Alert, 1901

April 14, 2020
PRINT | E-MAIL

Alert, 1901


Vigilantly attentive; watchful.


Length:  62' 6" oa

Beam:  12'

Draft:  4' 6"

Powerplant:  Triple-expansion engine

Displacement:  19 tons


Cutter History:

The wooden-hulled steam launch originally named Lucy T., was built in 1896 at Middletown, Connecticut--was acquired by the United States Revenue Cutter Service in November 1900. After refitting at the James Reilly Repair and Supply Co., the craft, renamed Alert by 7 January 1901, arrived at New Orleans on 14 June 1901. Three days later, she headed for Mobile, Alabama, where she arrived on the 20th. The launch operated out of Mobile during the next four years before spending three months on quarantine duties out of Gulfport, Mississippi (12 August to 23 October 1905). Soon thereafter, she resumed her regular duties out of Mobile.  She was taken out of service in 1907 and listed as "repaired."  She was, in fact, replaced by a newly constructed vessel that was given the same name.


Sources:

Cutter History File, USCG Historian's Office, USCG HQ.

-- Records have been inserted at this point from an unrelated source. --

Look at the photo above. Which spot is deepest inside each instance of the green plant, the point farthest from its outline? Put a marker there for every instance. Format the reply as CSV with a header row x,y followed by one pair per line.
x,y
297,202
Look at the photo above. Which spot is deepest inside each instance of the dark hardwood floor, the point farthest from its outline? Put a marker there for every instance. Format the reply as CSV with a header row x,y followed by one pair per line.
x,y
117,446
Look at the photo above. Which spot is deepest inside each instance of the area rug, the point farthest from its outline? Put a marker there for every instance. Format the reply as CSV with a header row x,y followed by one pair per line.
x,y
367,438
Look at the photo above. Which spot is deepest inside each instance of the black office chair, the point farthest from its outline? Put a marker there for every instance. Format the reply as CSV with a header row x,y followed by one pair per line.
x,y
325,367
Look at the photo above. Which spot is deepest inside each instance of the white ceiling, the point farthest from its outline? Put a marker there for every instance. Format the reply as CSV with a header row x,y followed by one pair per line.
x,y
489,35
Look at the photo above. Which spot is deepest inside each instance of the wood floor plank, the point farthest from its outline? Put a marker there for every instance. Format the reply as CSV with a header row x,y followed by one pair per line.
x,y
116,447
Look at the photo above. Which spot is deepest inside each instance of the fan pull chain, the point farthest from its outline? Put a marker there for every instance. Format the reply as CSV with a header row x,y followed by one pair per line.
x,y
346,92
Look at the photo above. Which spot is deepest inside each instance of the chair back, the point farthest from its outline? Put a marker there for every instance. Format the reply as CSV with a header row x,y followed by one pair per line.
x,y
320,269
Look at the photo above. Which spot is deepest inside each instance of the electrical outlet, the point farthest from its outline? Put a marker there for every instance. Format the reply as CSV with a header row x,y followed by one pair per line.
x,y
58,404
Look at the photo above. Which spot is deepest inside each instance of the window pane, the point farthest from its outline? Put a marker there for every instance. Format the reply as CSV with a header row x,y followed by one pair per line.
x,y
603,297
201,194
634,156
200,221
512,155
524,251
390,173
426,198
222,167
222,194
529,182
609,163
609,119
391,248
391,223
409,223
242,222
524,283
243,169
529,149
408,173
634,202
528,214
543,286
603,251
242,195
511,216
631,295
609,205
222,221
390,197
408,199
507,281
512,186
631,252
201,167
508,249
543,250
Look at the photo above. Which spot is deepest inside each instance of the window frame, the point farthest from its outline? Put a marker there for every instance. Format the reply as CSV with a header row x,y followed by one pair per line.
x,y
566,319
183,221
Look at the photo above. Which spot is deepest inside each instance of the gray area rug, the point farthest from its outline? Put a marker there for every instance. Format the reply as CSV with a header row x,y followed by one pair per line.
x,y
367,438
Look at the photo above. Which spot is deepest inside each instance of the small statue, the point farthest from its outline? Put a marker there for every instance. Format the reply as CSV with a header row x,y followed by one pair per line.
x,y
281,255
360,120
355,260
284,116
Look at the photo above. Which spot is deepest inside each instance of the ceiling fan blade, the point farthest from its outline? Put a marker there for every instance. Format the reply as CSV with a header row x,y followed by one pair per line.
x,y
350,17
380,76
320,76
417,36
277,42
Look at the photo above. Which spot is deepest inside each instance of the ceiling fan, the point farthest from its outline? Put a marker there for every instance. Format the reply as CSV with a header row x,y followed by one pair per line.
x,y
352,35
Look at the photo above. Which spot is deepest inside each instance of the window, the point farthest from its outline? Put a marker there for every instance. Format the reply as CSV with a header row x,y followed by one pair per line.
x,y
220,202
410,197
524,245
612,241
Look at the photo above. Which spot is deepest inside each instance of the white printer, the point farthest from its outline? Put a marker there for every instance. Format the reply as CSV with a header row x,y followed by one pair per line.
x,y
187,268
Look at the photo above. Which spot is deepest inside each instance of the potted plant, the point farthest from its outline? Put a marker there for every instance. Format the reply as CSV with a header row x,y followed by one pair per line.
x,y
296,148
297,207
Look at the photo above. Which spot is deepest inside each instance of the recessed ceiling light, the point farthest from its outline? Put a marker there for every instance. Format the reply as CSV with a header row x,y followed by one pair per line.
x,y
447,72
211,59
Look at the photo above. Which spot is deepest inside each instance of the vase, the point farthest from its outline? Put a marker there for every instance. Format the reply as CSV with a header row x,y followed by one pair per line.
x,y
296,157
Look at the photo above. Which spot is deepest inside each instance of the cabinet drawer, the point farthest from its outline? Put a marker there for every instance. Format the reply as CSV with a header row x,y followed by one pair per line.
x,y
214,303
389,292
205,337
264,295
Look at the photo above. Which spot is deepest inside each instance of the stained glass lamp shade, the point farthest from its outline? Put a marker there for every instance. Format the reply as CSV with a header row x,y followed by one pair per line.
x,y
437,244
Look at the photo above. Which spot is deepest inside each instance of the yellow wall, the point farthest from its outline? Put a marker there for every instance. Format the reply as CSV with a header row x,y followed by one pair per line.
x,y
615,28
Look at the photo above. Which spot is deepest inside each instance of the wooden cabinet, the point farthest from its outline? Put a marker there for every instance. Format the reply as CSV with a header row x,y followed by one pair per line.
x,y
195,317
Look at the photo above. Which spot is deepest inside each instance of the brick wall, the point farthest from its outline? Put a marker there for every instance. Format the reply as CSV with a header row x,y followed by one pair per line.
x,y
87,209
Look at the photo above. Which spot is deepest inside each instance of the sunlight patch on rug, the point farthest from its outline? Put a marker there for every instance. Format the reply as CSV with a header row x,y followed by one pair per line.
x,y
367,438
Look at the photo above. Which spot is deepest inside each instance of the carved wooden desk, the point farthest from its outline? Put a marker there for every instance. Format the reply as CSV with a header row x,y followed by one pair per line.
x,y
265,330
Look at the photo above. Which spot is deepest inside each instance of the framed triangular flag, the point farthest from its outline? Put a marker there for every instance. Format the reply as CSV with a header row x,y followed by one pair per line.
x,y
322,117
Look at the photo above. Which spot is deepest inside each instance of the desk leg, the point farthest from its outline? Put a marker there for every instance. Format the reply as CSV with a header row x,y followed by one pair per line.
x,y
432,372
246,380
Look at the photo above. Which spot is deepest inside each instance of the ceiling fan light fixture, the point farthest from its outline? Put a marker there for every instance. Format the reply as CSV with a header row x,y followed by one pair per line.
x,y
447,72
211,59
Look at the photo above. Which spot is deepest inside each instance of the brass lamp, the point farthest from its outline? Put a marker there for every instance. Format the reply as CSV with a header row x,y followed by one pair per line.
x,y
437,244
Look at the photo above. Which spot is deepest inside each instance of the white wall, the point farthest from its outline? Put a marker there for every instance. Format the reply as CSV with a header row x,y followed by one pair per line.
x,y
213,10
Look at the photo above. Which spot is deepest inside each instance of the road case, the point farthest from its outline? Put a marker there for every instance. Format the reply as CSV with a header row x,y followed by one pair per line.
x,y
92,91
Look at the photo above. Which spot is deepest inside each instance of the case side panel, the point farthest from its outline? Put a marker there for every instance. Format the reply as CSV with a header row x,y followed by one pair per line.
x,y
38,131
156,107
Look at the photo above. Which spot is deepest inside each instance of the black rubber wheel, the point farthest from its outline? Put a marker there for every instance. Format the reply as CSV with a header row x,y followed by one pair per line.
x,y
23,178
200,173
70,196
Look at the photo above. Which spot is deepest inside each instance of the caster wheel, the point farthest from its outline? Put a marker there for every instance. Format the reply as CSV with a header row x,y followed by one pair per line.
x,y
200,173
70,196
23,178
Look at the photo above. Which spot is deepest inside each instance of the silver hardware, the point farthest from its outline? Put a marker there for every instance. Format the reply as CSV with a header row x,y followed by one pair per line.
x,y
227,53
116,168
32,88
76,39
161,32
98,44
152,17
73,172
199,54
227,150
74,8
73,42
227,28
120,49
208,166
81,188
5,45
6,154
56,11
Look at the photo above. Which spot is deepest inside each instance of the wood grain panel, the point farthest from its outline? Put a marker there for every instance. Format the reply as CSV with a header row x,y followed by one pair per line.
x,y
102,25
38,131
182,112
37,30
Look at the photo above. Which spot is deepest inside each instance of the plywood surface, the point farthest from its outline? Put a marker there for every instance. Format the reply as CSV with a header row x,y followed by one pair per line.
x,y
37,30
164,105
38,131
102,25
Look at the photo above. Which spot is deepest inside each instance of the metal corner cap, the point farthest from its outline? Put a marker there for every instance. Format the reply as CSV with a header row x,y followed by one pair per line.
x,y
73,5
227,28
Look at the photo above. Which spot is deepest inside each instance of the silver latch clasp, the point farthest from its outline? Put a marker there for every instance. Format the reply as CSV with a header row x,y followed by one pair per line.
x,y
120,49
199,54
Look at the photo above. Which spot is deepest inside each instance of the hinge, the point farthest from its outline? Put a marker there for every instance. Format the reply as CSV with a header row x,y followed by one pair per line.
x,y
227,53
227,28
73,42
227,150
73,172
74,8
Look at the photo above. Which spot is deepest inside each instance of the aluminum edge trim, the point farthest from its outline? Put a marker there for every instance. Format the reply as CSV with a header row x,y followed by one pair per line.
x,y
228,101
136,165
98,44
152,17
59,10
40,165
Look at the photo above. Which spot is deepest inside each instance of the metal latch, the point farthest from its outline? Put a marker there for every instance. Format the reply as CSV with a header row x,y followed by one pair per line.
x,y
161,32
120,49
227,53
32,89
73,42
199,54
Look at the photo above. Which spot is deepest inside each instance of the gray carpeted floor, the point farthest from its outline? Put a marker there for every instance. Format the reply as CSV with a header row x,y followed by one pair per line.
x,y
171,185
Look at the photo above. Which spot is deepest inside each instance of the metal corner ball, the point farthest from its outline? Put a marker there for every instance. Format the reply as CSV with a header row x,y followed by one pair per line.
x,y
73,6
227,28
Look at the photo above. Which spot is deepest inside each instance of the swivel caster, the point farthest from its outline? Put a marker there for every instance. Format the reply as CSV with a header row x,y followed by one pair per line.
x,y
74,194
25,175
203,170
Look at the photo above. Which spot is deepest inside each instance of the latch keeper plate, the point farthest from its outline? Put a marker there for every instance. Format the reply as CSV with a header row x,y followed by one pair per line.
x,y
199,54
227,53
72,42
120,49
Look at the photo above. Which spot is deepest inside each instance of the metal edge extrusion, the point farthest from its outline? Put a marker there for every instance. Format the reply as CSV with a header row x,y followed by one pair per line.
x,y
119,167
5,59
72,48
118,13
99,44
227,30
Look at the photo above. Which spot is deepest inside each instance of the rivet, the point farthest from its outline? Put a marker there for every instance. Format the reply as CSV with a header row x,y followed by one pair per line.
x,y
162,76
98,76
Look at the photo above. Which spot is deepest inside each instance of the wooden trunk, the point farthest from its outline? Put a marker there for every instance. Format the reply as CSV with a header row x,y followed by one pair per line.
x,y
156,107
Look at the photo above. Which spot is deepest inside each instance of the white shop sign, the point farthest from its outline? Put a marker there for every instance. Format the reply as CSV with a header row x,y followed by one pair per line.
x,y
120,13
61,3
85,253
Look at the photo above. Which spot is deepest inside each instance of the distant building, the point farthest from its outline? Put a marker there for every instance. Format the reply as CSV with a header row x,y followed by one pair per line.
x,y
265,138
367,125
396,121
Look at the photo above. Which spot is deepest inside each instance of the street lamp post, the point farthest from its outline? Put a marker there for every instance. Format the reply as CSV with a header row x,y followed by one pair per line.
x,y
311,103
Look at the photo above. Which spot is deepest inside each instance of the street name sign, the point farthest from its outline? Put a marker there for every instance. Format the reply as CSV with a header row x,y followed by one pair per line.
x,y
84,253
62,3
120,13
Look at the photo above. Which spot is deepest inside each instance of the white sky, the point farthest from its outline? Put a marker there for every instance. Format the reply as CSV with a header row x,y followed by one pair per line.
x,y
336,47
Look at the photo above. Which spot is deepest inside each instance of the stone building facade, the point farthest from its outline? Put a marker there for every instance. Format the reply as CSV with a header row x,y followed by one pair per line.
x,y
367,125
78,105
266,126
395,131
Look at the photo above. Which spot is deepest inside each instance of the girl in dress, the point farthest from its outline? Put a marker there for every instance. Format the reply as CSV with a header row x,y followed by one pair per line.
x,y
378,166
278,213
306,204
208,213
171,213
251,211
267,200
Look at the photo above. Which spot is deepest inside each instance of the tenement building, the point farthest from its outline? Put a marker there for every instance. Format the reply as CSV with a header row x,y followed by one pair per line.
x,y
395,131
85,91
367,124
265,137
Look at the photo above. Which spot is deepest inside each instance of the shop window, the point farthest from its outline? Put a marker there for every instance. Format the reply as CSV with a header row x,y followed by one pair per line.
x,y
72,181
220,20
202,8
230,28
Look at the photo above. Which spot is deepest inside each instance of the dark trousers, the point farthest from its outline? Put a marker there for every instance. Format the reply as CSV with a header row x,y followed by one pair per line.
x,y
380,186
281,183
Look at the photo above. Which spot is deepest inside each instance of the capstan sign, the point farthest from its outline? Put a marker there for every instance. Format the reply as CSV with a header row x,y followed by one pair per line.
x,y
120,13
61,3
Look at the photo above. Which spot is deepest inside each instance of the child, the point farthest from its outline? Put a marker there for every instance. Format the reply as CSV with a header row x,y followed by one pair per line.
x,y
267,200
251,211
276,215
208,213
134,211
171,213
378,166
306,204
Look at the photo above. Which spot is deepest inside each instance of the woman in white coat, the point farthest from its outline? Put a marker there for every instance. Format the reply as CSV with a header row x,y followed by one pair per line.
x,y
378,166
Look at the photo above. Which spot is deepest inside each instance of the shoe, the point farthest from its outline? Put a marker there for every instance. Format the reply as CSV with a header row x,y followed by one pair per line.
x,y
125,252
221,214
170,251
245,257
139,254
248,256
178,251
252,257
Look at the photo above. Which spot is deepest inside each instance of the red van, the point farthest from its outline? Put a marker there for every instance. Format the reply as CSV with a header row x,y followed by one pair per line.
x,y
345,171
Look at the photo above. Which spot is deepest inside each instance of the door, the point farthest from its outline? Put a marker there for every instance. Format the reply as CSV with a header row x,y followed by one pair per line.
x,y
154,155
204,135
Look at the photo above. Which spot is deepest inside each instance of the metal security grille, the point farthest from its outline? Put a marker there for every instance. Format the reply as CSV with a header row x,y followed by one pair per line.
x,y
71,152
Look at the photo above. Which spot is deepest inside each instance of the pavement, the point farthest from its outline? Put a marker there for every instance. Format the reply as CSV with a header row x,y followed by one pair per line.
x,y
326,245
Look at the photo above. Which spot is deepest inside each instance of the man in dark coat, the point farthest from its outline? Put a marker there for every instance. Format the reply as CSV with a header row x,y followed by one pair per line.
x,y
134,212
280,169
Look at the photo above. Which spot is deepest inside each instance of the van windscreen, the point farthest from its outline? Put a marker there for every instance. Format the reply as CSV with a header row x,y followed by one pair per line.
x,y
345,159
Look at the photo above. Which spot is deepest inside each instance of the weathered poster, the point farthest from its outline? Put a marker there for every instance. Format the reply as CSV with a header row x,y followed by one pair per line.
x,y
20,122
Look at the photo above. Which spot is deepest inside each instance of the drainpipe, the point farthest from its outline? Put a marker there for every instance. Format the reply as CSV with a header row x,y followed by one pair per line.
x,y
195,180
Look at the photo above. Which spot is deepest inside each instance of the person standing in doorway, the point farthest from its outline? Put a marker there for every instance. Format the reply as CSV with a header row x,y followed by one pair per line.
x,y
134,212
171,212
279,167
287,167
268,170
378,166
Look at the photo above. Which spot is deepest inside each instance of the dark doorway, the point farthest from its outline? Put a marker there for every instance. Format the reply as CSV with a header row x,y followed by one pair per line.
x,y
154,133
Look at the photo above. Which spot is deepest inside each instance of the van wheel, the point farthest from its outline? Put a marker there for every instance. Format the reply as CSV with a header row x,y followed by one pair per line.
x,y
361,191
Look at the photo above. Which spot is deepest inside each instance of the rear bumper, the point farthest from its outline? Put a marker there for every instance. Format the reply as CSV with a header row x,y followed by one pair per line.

Dictionary of American Naval Fighting Ships, Vol. I, Part A,  p. 167.

Donald Canney.  U.S. Coast Guard and Revenue Cutters, 1790-1935.  Annapolis, MD: Naval Institute Press, 1995.

U.S. Coast Guard.  Record of Movements: Vessels of the United States Coast Guard: 1790 - December 31, 1933.  Washington, DC: U.S. Government Printing Office, 1934; 1989 (reprint).